Parents completed questionnaires designed to establish how much time their children spent watching TV or movies.
In the experiment phase of the study, each child was presented two separate packages containing the same snack. The packages were identical except for one thing: one had a sticker bearing the likeness of one of three cartoon characters -- Scooby Doo, Dora the Explorer, or Shrek.
The children were asked to taste each identical sample and tell the investigator if the two samples tasted the same or, if not, which one tasted better. They were also asked if the loved the food, liked it, disliked it, or hated it.

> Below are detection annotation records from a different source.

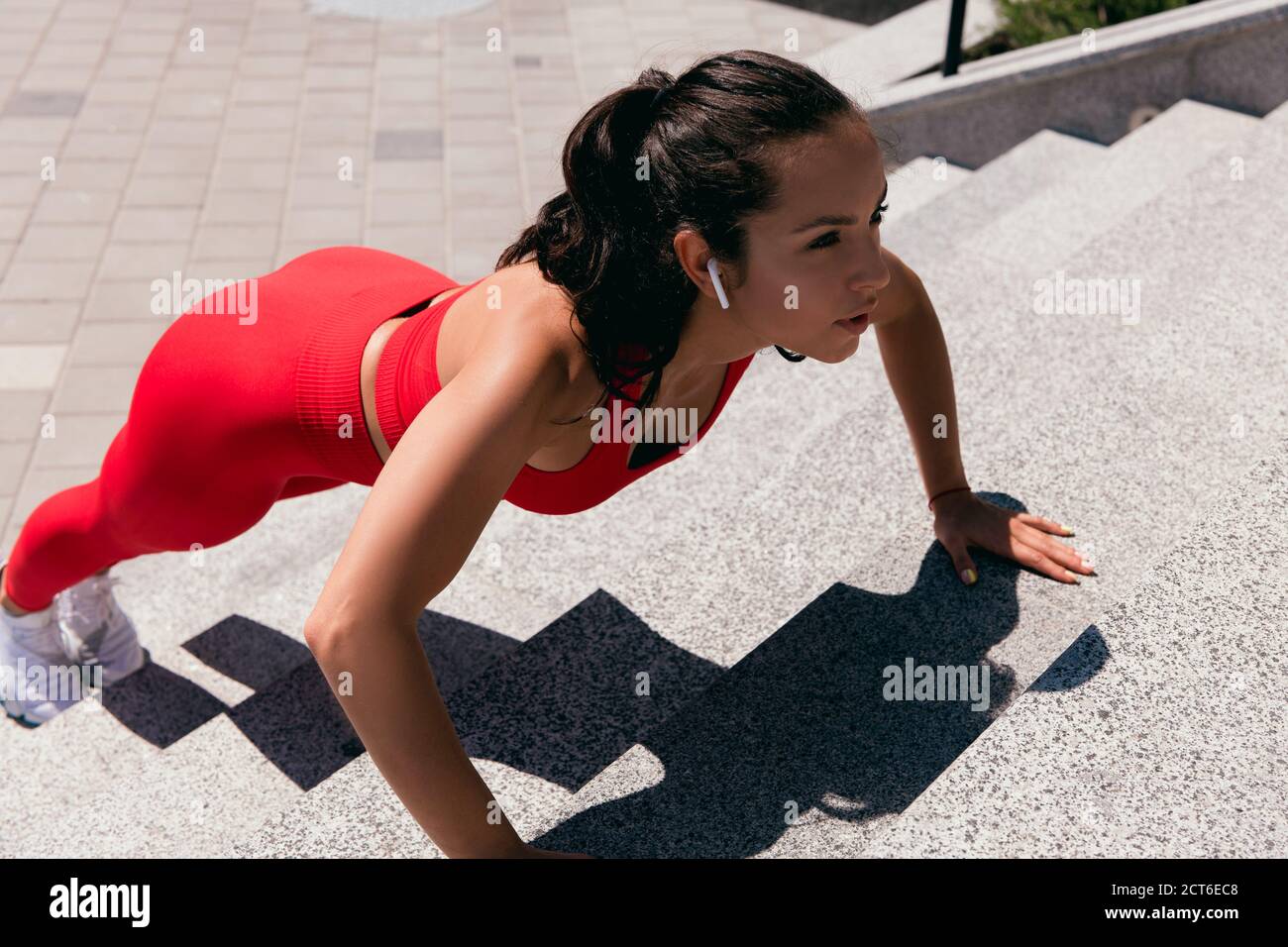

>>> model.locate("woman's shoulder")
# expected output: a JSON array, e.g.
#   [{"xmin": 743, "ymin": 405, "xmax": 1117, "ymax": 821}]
[{"xmin": 484, "ymin": 263, "xmax": 604, "ymax": 419}]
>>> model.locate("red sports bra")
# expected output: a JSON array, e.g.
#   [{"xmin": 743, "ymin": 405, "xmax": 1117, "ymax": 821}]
[{"xmin": 376, "ymin": 274, "xmax": 756, "ymax": 515}]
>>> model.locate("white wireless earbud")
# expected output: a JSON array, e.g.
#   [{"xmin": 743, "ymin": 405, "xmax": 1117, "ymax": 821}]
[{"xmin": 707, "ymin": 257, "xmax": 729, "ymax": 309}]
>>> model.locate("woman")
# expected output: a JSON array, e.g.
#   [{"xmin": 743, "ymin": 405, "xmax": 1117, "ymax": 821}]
[{"xmin": 0, "ymin": 51, "xmax": 1091, "ymax": 857}]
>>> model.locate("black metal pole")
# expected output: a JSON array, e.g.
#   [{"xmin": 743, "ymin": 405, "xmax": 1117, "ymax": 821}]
[{"xmin": 944, "ymin": 0, "xmax": 966, "ymax": 76}]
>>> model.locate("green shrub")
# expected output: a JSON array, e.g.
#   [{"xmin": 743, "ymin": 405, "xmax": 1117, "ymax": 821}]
[{"xmin": 962, "ymin": 0, "xmax": 1199, "ymax": 61}]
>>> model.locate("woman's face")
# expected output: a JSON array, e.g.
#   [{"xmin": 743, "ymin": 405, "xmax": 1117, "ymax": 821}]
[{"xmin": 725, "ymin": 121, "xmax": 890, "ymax": 362}]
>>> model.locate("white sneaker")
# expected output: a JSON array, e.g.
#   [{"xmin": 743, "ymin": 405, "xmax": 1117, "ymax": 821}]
[
  {"xmin": 0, "ymin": 563, "xmax": 84, "ymax": 727},
  {"xmin": 58, "ymin": 575, "xmax": 147, "ymax": 686}
]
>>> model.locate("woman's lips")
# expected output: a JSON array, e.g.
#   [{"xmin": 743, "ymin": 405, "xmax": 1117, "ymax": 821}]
[{"xmin": 834, "ymin": 313, "xmax": 868, "ymax": 335}]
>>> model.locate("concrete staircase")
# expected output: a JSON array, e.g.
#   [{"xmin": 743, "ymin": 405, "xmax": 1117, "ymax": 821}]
[{"xmin": 0, "ymin": 94, "xmax": 1288, "ymax": 857}]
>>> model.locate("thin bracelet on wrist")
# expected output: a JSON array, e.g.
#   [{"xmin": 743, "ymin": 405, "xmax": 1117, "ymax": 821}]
[{"xmin": 926, "ymin": 487, "xmax": 970, "ymax": 513}]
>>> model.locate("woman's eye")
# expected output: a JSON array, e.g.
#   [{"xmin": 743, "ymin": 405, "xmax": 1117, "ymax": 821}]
[{"xmin": 808, "ymin": 204, "xmax": 890, "ymax": 250}]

The experiment was conducted three times with each child: once with graham cracker sticks, once with gummy fruit-flavored snacks, and once with organic baby carrots.
As expected, more children said they preferred the taste of the graham crackers and gummies when the packages bore the likeness of one of the cartoon characters. More kids also said they preferred the taste of the cartoon-branded carrots, but the effect was weaker and failed to reach statistical significance.

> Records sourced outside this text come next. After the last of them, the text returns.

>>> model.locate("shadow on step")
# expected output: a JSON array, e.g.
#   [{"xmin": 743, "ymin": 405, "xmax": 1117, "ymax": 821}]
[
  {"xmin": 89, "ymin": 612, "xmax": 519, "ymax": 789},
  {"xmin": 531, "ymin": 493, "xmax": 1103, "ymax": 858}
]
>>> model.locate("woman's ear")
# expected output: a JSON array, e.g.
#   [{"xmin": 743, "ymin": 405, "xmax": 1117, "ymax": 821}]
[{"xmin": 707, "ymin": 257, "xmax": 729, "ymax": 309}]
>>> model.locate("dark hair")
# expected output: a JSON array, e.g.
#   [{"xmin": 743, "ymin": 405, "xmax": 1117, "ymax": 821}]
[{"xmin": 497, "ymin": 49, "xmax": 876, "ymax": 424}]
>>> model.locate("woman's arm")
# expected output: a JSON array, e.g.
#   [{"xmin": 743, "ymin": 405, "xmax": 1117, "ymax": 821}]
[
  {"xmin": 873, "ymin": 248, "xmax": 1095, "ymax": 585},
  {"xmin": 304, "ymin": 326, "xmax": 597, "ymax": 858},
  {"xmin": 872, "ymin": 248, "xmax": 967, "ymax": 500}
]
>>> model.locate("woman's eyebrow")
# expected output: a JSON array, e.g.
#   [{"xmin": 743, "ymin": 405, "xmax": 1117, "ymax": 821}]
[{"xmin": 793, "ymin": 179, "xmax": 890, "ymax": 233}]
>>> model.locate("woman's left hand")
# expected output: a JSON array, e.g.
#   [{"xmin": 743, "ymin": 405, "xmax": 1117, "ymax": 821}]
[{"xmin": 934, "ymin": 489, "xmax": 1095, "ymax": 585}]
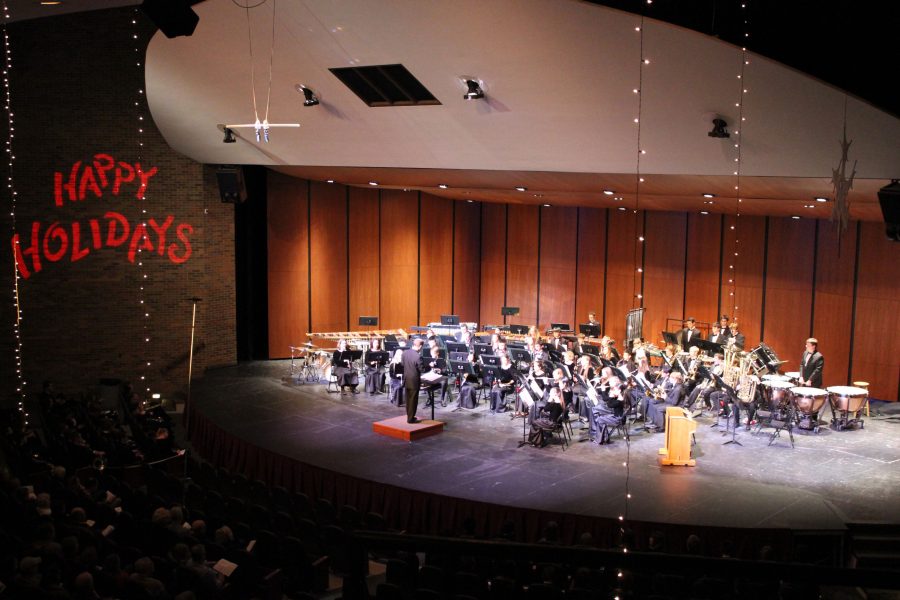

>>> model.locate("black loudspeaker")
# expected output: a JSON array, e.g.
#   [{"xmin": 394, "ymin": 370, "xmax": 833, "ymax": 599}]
[
  {"xmin": 141, "ymin": 0, "xmax": 200, "ymax": 38},
  {"xmin": 216, "ymin": 165, "xmax": 247, "ymax": 204},
  {"xmin": 878, "ymin": 179, "xmax": 900, "ymax": 242}
]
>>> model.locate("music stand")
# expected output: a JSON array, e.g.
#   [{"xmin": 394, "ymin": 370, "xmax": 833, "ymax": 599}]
[
  {"xmin": 450, "ymin": 355, "xmax": 475, "ymax": 412},
  {"xmin": 509, "ymin": 348, "xmax": 531, "ymax": 363},
  {"xmin": 472, "ymin": 344, "xmax": 494, "ymax": 358},
  {"xmin": 447, "ymin": 341, "xmax": 469, "ymax": 353},
  {"xmin": 578, "ymin": 323, "xmax": 600, "ymax": 337}
]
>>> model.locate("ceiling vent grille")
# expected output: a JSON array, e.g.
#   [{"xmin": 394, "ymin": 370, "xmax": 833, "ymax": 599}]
[{"xmin": 329, "ymin": 64, "xmax": 440, "ymax": 106}]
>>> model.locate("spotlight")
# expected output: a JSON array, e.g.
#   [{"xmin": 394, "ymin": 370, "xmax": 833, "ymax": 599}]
[
  {"xmin": 707, "ymin": 118, "xmax": 731, "ymax": 138},
  {"xmin": 294, "ymin": 83, "xmax": 319, "ymax": 106},
  {"xmin": 463, "ymin": 79, "xmax": 484, "ymax": 100}
]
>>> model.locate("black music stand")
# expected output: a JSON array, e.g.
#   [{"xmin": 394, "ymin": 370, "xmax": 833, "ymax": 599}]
[
  {"xmin": 366, "ymin": 350, "xmax": 390, "ymax": 396},
  {"xmin": 446, "ymin": 340, "xmax": 469, "ymax": 354},
  {"xmin": 450, "ymin": 357, "xmax": 475, "ymax": 412}
]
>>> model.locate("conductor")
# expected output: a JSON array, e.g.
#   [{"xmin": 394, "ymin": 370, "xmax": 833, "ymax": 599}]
[{"xmin": 400, "ymin": 338, "xmax": 424, "ymax": 423}]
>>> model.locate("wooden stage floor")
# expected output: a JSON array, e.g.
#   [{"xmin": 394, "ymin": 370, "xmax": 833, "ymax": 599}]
[{"xmin": 193, "ymin": 360, "xmax": 900, "ymax": 530}]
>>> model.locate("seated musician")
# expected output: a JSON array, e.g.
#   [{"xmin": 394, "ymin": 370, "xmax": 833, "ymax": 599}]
[
  {"xmin": 491, "ymin": 354, "xmax": 516, "ymax": 413},
  {"xmin": 516, "ymin": 359, "xmax": 553, "ymax": 422},
  {"xmin": 646, "ymin": 371, "xmax": 684, "ymax": 431},
  {"xmin": 528, "ymin": 386, "xmax": 565, "ymax": 447},
  {"xmin": 388, "ymin": 344, "xmax": 406, "ymax": 406},
  {"xmin": 590, "ymin": 376, "xmax": 627, "ymax": 445},
  {"xmin": 573, "ymin": 354, "xmax": 594, "ymax": 423},
  {"xmin": 457, "ymin": 353, "xmax": 479, "ymax": 409},
  {"xmin": 363, "ymin": 338, "xmax": 384, "ymax": 394},
  {"xmin": 331, "ymin": 340, "xmax": 359, "ymax": 394},
  {"xmin": 422, "ymin": 346, "xmax": 449, "ymax": 406}
]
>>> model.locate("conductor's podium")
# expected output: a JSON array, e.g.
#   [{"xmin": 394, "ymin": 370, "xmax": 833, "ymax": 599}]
[{"xmin": 659, "ymin": 406, "xmax": 697, "ymax": 467}]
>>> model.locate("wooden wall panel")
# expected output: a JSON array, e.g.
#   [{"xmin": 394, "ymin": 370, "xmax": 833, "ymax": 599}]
[
  {"xmin": 852, "ymin": 223, "xmax": 900, "ymax": 400},
  {"xmin": 812, "ymin": 220, "xmax": 856, "ymax": 386},
  {"xmin": 419, "ymin": 194, "xmax": 453, "ymax": 325},
  {"xmin": 605, "ymin": 210, "xmax": 648, "ymax": 349},
  {"xmin": 684, "ymin": 213, "xmax": 724, "ymax": 337},
  {"xmin": 760, "ymin": 217, "xmax": 816, "ymax": 360},
  {"xmin": 575, "ymin": 208, "xmax": 607, "ymax": 331},
  {"xmin": 453, "ymin": 202, "xmax": 481, "ymax": 322},
  {"xmin": 506, "ymin": 204, "xmax": 539, "ymax": 325},
  {"xmin": 380, "ymin": 190, "xmax": 419, "ymax": 329},
  {"xmin": 309, "ymin": 181, "xmax": 349, "ymax": 331},
  {"xmin": 266, "ymin": 172, "xmax": 310, "ymax": 358},
  {"xmin": 720, "ymin": 216, "xmax": 764, "ymax": 352},
  {"xmin": 644, "ymin": 211, "xmax": 687, "ymax": 348},
  {"xmin": 478, "ymin": 204, "xmax": 506, "ymax": 328},
  {"xmin": 537, "ymin": 207, "xmax": 587, "ymax": 331},
  {"xmin": 347, "ymin": 187, "xmax": 381, "ymax": 331}
]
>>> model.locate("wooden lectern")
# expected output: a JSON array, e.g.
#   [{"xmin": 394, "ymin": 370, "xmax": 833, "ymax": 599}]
[{"xmin": 659, "ymin": 406, "xmax": 697, "ymax": 467}]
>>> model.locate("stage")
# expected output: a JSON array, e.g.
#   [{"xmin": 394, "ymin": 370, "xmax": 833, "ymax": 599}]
[{"xmin": 189, "ymin": 360, "xmax": 900, "ymax": 530}]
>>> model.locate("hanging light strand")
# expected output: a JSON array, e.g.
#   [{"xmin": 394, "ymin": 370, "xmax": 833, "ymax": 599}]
[
  {"xmin": 631, "ymin": 15, "xmax": 650, "ymax": 308},
  {"xmin": 3, "ymin": 0, "xmax": 29, "ymax": 427},
  {"xmin": 131, "ymin": 9, "xmax": 153, "ymax": 402},
  {"xmin": 728, "ymin": 1, "xmax": 750, "ymax": 322}
]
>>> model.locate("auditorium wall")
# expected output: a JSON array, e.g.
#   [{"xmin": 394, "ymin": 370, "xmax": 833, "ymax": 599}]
[
  {"xmin": 0, "ymin": 7, "xmax": 236, "ymax": 403},
  {"xmin": 268, "ymin": 173, "xmax": 900, "ymax": 400}
]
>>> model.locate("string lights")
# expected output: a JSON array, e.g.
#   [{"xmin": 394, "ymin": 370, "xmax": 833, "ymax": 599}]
[
  {"xmin": 728, "ymin": 2, "xmax": 750, "ymax": 323},
  {"xmin": 131, "ymin": 8, "xmax": 153, "ymax": 402},
  {"xmin": 3, "ymin": 0, "xmax": 28, "ymax": 427}
]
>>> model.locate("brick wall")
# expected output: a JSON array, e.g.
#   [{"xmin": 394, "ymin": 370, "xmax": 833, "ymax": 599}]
[{"xmin": 0, "ymin": 8, "xmax": 236, "ymax": 402}]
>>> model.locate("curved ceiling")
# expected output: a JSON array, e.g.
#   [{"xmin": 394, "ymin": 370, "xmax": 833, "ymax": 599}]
[{"xmin": 137, "ymin": 0, "xmax": 900, "ymax": 220}]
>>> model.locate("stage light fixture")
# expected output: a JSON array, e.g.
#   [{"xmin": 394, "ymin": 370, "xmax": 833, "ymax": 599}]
[
  {"xmin": 463, "ymin": 79, "xmax": 484, "ymax": 100},
  {"xmin": 294, "ymin": 83, "xmax": 319, "ymax": 106},
  {"xmin": 706, "ymin": 118, "xmax": 731, "ymax": 138}
]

The Yale researchers say the findings confirm that branding food products with characters children recognize influences taste preferences, especially for high-calorie foods with little nutritional value.
They conclude that the use of licensed characters on such foods should be restricted, arguing that this would be more likely to improve the diets of children than using the familiar likenesses to sell healthy foods.

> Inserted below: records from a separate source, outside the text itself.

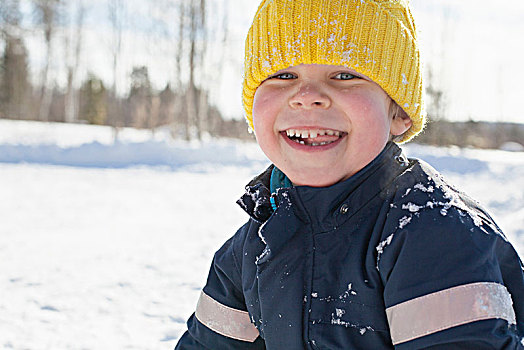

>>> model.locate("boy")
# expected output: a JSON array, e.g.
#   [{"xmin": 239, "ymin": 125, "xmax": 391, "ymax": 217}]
[{"xmin": 176, "ymin": 0, "xmax": 524, "ymax": 350}]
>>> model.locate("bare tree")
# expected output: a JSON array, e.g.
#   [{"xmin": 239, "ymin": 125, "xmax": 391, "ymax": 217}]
[
  {"xmin": 33, "ymin": 0, "xmax": 61, "ymax": 121},
  {"xmin": 64, "ymin": 0, "xmax": 85, "ymax": 123},
  {"xmin": 108, "ymin": 0, "xmax": 125, "ymax": 140}
]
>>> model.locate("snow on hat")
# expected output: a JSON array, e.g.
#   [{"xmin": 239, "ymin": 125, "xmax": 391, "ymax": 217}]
[{"xmin": 242, "ymin": 0, "xmax": 425, "ymax": 142}]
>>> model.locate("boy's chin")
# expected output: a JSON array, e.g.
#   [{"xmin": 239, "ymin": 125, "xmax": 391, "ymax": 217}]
[{"xmin": 284, "ymin": 169, "xmax": 352, "ymax": 187}]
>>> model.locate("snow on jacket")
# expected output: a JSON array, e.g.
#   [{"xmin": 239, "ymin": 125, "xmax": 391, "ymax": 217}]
[{"xmin": 176, "ymin": 143, "xmax": 524, "ymax": 350}]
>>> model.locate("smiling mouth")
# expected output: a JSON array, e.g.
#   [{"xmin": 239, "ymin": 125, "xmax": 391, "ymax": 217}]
[{"xmin": 282, "ymin": 129, "xmax": 347, "ymax": 147}]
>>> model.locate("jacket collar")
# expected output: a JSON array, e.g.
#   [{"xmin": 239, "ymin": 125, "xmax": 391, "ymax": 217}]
[{"xmin": 237, "ymin": 142, "xmax": 408, "ymax": 232}]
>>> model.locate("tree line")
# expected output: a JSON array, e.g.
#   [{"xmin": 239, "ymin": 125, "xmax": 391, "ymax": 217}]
[
  {"xmin": 0, "ymin": 0, "xmax": 524, "ymax": 148},
  {"xmin": 0, "ymin": 0, "xmax": 251, "ymax": 140}
]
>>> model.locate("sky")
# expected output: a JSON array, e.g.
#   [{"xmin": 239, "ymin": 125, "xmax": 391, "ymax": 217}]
[{"xmin": 20, "ymin": 0, "xmax": 524, "ymax": 123}]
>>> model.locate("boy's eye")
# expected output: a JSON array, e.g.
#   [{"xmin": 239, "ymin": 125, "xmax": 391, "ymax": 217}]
[
  {"xmin": 335, "ymin": 73, "xmax": 358, "ymax": 80},
  {"xmin": 270, "ymin": 73, "xmax": 296, "ymax": 80}
]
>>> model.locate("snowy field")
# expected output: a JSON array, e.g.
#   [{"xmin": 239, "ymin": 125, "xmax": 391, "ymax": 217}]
[{"xmin": 0, "ymin": 120, "xmax": 524, "ymax": 350}]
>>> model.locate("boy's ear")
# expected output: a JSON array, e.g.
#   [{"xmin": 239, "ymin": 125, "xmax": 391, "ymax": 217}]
[{"xmin": 389, "ymin": 108, "xmax": 413, "ymax": 136}]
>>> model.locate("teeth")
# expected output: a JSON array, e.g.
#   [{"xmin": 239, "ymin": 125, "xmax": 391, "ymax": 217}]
[{"xmin": 286, "ymin": 129, "xmax": 342, "ymax": 139}]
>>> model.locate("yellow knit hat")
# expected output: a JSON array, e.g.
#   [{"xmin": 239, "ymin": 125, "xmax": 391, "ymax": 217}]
[{"xmin": 242, "ymin": 0, "xmax": 425, "ymax": 142}]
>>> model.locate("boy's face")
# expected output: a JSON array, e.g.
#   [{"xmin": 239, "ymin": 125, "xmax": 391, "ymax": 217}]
[{"xmin": 253, "ymin": 64, "xmax": 411, "ymax": 187}]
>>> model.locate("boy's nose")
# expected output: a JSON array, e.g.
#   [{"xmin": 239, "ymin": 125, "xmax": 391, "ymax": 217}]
[{"xmin": 289, "ymin": 84, "xmax": 331, "ymax": 109}]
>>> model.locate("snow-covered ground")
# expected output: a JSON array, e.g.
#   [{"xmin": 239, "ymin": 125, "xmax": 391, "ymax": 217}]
[{"xmin": 0, "ymin": 120, "xmax": 524, "ymax": 350}]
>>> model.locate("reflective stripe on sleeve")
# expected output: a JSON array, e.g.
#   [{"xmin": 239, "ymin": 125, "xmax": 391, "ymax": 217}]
[
  {"xmin": 386, "ymin": 282, "xmax": 517, "ymax": 345},
  {"xmin": 195, "ymin": 292, "xmax": 258, "ymax": 342}
]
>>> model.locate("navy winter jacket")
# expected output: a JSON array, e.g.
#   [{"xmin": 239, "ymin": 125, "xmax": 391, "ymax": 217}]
[{"xmin": 176, "ymin": 143, "xmax": 524, "ymax": 350}]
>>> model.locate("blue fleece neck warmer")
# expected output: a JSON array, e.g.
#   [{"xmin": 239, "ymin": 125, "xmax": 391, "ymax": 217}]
[{"xmin": 269, "ymin": 167, "xmax": 293, "ymax": 210}]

TV network Nickelodeon has licensed many of its most popular characters, including SpongeBob and Dora the Explorer, to several fruit and vegetable companies. In recent years their images have appeared on packages of fresh and frozen spinach, carrots, clementine oranges, and edamame (soybeans).
Margo Wootan, DSc, of the nutrition research and advocacy group Center for Science in the Public Interest, says she sees no problem with putting the familiar cartoon images on these foods and other healthy foods kids should be eating.
The problem, she says, is that advertising budgets for such foods are small compared to highly processed foods like gummy fruit snacks, which she calls candy marketed as fruit.
"If the fruit and vegetable industry had more money to market their foods to kids, I would be very happy," she says. "Junk foods are marketed in such sophisticated and persuasive ways, it is no surprise that these are the foods kids want to eat."
The food industry trade group Manufacturers Association did not respond to a request for comment on the study from WebMD in time for publishing.